Stopped. Watched. items are Ann Arbor Chronicle ‘briefs’ that are displayed in the left sidebar. Occasionally, we’ll highlight one as especially worthy of your attention and display it in the center column. But the key to any Stopped. Watched. item is brevity They’re no longer than about 140 characters – around the maximum length of a text message. They’re headlined with a geographic designation. Users of the Twitter network will recognize the parallel. If you don’t know what Twitter is, you don’t need to know. This isn’t Twitter.
Here’s the concept of being a Stopped. Watched. correspondent. These items come from observations out ‘there’ in the physical world. They’re not links to some cool video you saw. They’re not reflections on the hairball your cat just yacked up. You’ve got to go out into the world, soak up what you see, and occasionally stop. And watch. And occasionally, when you see something that you think needs to be elevated to a broader community, you file a 140-character report.

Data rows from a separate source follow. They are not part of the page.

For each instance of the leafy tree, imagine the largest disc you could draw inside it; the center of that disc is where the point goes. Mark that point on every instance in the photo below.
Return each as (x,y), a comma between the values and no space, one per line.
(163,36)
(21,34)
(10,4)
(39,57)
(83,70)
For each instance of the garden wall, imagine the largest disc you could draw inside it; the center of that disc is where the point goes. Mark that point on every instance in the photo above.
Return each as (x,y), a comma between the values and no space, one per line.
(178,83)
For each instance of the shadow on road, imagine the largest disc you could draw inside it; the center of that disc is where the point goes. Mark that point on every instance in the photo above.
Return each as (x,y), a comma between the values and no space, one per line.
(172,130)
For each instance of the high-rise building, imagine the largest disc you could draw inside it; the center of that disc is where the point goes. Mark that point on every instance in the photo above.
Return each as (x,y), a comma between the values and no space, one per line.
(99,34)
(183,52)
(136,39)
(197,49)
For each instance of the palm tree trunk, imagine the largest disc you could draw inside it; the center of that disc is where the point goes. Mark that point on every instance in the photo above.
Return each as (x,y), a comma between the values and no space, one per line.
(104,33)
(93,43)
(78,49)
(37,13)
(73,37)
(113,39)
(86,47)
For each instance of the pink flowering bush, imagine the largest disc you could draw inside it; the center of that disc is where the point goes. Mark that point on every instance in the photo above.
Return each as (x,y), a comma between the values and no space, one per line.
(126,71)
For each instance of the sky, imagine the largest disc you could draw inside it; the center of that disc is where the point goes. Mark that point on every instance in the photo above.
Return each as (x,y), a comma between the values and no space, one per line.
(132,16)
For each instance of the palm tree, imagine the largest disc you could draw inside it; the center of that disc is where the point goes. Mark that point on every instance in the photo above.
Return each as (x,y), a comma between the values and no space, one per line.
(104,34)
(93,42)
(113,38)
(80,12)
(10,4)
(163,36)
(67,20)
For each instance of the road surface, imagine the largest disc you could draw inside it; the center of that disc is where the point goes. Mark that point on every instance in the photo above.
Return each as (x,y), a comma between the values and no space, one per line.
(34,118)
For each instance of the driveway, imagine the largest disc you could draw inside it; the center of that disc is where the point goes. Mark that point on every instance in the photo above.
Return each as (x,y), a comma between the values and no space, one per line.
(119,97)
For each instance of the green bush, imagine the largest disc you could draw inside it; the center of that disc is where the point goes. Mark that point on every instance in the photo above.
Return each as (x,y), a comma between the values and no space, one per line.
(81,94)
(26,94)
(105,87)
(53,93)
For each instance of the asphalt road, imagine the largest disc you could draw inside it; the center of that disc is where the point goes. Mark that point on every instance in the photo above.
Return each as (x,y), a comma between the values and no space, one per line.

And that report might pique The Chronicle’s curiosity enough that we not only publish that item, we follow up on it. We make a few phone calls, ask a few questions, take a few photos, and maybe that winds up as a story. Not everything you file as a Stopped. Watched. item is going to wind up as a full-on story.

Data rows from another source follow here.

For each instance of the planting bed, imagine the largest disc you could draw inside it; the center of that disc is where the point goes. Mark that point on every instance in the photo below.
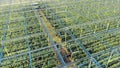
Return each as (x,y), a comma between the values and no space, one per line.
(88,33)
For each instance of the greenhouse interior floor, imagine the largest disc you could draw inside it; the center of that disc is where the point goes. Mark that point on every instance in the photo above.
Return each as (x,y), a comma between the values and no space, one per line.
(60,33)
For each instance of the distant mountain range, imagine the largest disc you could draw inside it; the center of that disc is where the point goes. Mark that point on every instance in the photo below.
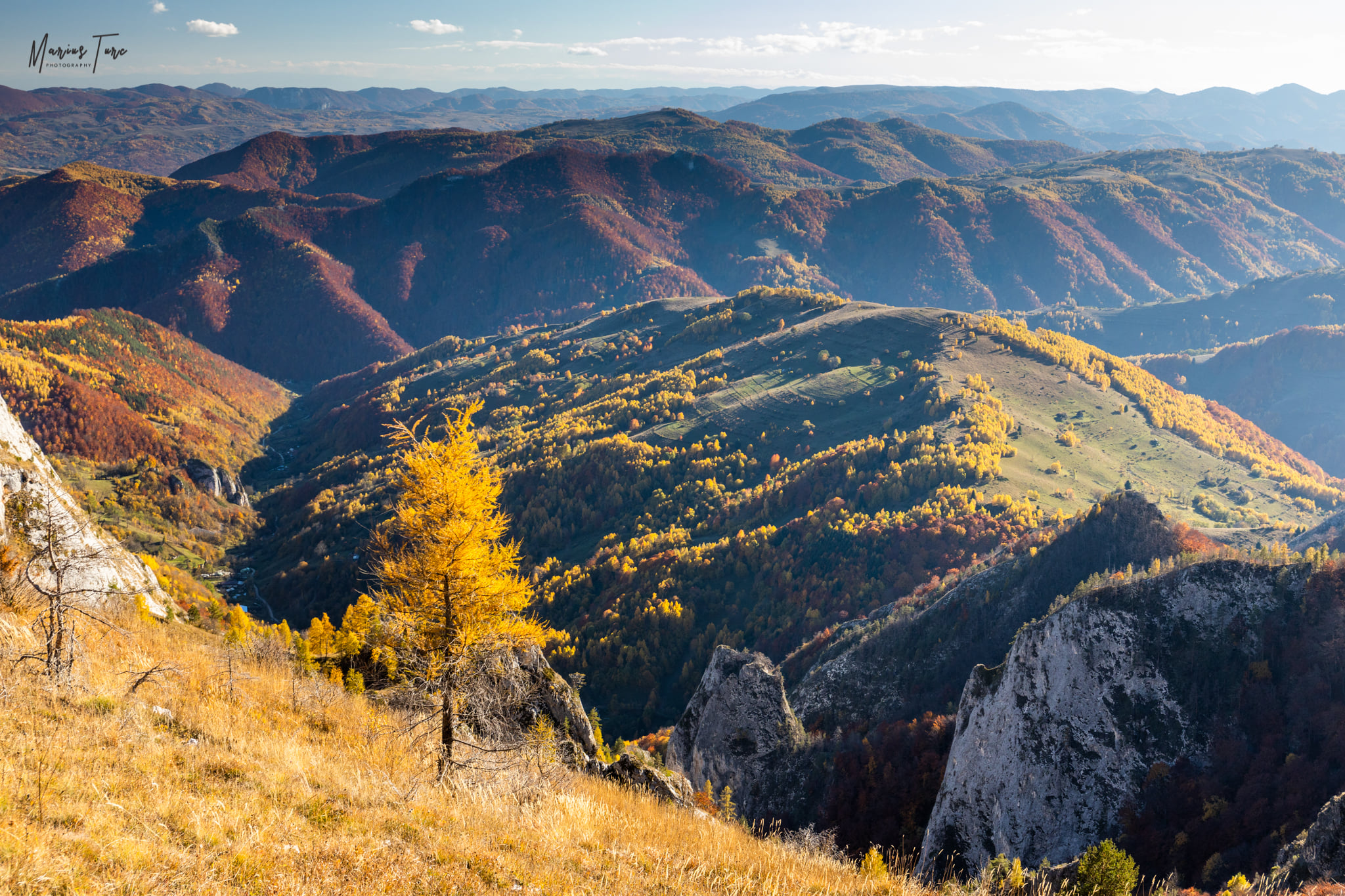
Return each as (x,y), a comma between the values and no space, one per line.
(540,226)
(844,152)
(1109,119)
(159,128)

Not everything you file is even going to be published. Why not? Because if that’s what Chronicle readers want to read, there’s myriad other unfiltered data streams they can subscribe to (e.g., your Twitter feed). But also because we don’t want you to filter your own reports thinking, “Oh, this probably wouldn’t be a good Stopped. Watched. item.” If you did that, we might miss the freshly killed skunk in the bike lane with its guts hanging out. And we’d have no reason to find out who at the City takes care of road kill, how long it typically takes to get a response, what the average decomp time for various animals is, how the budget of that department has grown or shrunk over the last decade.

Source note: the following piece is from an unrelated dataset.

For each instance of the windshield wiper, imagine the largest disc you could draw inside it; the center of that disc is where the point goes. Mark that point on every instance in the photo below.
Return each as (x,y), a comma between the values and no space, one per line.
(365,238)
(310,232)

And once that article on The Road Kill of Ann Arbor is published in the Chronicle, no Chronicle reader will wonder, “Why on earth are they writing about road kill?!” because that article will be stuck right to the Stopped. Watched. item that inspired it – stuck to it like gum on the bottom of your shoe. Gum on the bottom of your shoe? Sure, file it as a Stopped. Watch item. See if it gets published.